The first edition of this book was written almost twenty-five years ago. Since then the theory of trigonometric series has undergone considerable change. It has always been one of the central parts of Analysis, but now we see its notions and methods appearing, in abstract form, in distant fields like the theory of groups, algebra, theory of numbers. These abstract extensions are, however, not considered here and the subject of the second edition of this book is, as before, the classical theory of Fourier series, which may be described as the meeting ground of the Real and Complex Variables.

This theory has been a source of new ideas for analysts during the last two centuries, and is likely to be so in years to come. Many basic notions and results of the theory of functions have been obtained by mathematicians while working on trigonometric series. Conceivably these discoveries might have been made in different contexts, but in fact they came to life in connexion with the theory of trigonometric series.
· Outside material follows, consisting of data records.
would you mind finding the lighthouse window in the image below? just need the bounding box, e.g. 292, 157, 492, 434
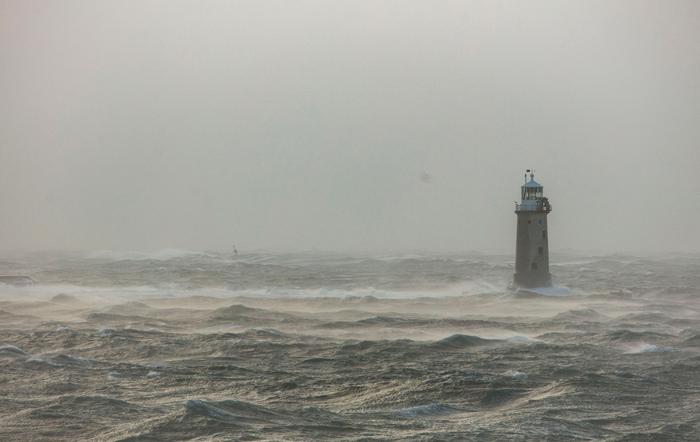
542, 230, 547, 239
538, 247, 544, 255
531, 262, 538, 270
538, 219, 542, 225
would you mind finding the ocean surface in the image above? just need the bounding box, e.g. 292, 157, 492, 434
1, 250, 699, 440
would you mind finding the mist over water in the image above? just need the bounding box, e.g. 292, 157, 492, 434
2, 249, 699, 299
1, 0, 700, 440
It was not accidental that the notion of function generally accepted now was first formulated in the celebrated memoir of Dirichlet (1837) dealing with the convergence of Fourier series; or that the definition of Riemann's integral in its general form appeared in Riemann's Habilitationsschrift devoted to trigonometric series; or that the theory of sets, one of the most important developments of nineteenth-century mathematics, was created by Cantor in his attempts to solve the problem of the sets of uniqueness for trigonometric series.